The single engine Mooney M20E, serial number 1235, was manufactured in 1966, and was certified as a normal category airplane. The four-place, retractable landing gear airplane was equipped with a Lycoming IO-360 engine rated at 200 horsepower. The airplane's maximum gross takeoff weight was listed as 2,575 pounds.
Airframe, engine and propeller maintenance records for the airplane were not located.
The closest weather observation facility to the accident site was the Omak Airport (KOMK), located approximately 15 nautical miles (nm) south of the accident location at an elevation of 1,305 feet mean sea level (msl). The following Meteorological Aerodrome Report (METAR) was issued during the period of the accident: At 2153, the METAR observation was, in part, wind from 140 degrees at 4 knots, visibility 10 statute miles, clear sky, temperature 26 degrees C.
According to U.S. Naval Observatory Astronomical Data for the accident site area, sunset occurred at 2103, and the end of civil twilight occurred at 2119.
A witness to the accident reported the weather was clear and the winds were calm. He reported the moon was full and it was "…still light enough to see well."
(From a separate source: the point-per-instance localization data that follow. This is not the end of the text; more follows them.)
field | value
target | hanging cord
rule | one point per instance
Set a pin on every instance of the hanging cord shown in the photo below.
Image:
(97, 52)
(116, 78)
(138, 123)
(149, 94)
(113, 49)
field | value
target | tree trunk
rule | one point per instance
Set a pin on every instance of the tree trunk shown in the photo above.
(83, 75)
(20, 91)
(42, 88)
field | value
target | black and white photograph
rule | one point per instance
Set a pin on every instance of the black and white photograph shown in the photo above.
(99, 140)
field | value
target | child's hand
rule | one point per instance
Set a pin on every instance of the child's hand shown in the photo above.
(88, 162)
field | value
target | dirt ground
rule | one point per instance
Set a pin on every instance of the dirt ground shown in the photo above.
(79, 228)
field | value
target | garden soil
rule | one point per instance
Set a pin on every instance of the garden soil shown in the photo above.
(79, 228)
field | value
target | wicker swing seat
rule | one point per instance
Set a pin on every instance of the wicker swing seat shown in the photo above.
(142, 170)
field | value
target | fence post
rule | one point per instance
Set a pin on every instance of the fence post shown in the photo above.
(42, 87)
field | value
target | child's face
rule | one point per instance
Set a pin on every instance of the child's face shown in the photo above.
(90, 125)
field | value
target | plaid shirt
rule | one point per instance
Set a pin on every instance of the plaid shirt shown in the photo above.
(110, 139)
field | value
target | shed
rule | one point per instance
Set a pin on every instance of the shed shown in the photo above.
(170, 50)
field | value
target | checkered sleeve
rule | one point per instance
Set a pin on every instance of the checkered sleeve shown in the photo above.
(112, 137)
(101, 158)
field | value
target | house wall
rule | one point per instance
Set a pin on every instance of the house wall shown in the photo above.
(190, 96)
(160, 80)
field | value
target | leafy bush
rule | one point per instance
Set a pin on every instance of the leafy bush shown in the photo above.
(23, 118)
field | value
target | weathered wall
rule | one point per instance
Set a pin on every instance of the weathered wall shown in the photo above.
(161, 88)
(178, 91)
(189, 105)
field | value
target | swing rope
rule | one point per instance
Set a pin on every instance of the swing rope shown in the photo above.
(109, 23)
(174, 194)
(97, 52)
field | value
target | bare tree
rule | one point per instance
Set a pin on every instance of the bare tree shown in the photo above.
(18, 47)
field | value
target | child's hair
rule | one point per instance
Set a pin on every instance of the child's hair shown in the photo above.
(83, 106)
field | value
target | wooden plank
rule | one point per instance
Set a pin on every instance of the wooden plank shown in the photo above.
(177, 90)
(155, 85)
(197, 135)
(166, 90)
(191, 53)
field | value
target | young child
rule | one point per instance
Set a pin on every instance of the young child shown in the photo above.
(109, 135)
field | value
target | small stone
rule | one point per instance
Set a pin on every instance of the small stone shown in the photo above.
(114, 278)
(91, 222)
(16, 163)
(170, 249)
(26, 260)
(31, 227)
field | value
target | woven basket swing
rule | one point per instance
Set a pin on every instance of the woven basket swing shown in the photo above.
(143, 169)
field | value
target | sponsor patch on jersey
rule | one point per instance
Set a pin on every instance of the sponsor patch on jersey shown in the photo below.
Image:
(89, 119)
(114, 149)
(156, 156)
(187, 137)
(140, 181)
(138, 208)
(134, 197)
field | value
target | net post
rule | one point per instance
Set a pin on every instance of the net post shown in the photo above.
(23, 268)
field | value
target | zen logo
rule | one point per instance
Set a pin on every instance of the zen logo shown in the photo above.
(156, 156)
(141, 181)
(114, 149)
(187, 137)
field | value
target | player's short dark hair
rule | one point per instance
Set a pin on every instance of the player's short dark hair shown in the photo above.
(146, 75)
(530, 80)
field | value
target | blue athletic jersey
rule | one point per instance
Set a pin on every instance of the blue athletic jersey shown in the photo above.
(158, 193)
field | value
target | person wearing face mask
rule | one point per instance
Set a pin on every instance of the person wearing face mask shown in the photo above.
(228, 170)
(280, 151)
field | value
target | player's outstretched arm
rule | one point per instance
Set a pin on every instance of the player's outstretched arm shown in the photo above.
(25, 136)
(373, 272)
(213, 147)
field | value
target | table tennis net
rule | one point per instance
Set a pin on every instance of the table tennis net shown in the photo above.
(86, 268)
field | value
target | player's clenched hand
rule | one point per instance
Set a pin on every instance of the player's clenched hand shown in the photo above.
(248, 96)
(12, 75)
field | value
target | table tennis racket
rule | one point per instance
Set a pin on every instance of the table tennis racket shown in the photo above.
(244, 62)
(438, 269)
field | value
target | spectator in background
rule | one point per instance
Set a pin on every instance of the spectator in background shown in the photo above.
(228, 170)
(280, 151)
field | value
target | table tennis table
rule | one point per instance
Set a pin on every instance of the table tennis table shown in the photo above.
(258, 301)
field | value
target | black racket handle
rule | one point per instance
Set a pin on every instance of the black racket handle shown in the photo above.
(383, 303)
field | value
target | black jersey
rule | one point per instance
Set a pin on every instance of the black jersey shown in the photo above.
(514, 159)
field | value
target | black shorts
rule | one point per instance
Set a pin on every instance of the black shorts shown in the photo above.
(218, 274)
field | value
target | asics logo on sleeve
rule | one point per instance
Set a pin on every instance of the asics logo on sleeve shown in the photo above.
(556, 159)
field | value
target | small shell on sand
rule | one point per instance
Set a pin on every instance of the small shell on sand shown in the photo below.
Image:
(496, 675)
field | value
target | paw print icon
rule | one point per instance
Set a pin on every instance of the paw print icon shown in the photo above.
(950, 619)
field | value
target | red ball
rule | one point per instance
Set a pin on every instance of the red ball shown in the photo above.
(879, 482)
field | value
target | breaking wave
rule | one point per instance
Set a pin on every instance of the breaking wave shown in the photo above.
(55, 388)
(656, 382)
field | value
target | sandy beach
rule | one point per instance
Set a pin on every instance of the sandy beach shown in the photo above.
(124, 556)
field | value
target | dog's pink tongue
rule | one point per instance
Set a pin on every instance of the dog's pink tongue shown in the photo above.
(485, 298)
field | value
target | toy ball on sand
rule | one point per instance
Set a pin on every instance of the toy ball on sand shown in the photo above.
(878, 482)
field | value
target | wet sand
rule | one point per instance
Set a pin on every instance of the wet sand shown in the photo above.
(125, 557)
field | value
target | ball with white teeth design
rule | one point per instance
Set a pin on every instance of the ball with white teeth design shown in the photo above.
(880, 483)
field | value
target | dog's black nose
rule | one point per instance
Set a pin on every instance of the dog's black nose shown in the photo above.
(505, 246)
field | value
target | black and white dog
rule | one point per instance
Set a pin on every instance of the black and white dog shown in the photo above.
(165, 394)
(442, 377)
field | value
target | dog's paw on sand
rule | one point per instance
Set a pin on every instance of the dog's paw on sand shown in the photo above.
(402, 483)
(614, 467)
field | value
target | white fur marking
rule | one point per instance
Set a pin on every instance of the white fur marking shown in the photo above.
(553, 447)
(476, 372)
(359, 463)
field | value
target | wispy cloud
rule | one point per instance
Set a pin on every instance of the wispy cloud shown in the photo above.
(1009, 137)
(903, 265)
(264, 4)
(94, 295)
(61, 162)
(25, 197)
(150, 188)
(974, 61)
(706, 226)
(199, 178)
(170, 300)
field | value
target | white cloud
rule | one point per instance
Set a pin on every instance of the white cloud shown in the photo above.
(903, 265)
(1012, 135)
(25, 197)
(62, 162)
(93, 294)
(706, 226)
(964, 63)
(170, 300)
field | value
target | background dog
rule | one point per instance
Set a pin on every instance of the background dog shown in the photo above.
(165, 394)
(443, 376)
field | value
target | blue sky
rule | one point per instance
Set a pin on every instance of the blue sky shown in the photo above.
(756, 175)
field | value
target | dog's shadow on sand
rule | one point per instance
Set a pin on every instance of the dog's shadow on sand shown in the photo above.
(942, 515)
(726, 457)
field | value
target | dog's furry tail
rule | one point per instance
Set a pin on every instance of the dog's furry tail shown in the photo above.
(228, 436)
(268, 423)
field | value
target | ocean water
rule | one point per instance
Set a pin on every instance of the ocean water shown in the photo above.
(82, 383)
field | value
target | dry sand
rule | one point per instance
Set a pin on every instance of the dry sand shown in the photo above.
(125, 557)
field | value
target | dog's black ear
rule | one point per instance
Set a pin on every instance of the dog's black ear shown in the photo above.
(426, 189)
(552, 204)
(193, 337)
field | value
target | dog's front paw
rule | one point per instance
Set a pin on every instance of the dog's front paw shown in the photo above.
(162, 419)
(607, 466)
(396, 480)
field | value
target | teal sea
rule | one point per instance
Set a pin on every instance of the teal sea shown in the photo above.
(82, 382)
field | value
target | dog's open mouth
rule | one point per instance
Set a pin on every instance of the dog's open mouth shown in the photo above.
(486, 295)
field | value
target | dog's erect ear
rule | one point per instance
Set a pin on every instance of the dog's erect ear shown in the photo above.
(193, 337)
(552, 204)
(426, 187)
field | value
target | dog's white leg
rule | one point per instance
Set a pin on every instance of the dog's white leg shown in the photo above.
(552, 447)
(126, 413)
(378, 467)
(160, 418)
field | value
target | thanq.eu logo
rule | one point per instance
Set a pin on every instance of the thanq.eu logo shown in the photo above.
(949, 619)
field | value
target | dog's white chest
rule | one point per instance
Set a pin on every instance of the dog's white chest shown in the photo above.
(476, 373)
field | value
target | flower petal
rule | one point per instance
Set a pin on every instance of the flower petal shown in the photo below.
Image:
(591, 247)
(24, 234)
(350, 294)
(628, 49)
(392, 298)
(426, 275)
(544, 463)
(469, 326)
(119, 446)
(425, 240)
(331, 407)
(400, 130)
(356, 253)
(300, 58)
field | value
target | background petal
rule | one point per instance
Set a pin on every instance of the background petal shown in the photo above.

The Tonasket Municipal Airport (KW01) is located approximately 2 nm northwest of Tonasket, Washington. The airport has a single asphalt runway (33/15) that is 3,053 feet in length and 50 feet wide. The airport elevation is 1,311 feet msl. The runway is equipped with medium intensity runway lights (MIRL), and a 2 box, 4.5-degree Visual Approach Slope Indicator (VASI). The U.S. Government Airport/Facility Directory (A/FD) indicated the VASI was out of service at the time of the accident.
WRECKAGE AND IMPACT INFORMATION
The aircraft impacted terrain approximately 3,000 feet beyond the departure end of the runway. The airplane sustained substantial damage as a result of impact forces and postcrash fire.
MEDICAL AND PATHOLOGICAL INFORMATION
An autopsy was performed on the pilot on July 30, 2007. According to the autopsy report, the cause of death was "Multiple Internal Injuries due to Blunt Impact to the Head, Trunk and Extremities."
The FAA's Civil Aerospace Medical Institute, Oklahoma City, Oklahoma, performed forensic toxicology tests on specimens from the pilot. The report stated Diphenhydramine, .081 ug/ml, was detected in the blood specimens.
Diphenhydramine (commonly known by the trade name Benadryl) is an over-the-counter antihistamine with sedative effects, often used to treat allergy symptoms or as a nighttime sedative.
Postaccident examination and teardown of the airframe and engine revealed no evidence of a mechanical malfunction or failure prior to impact.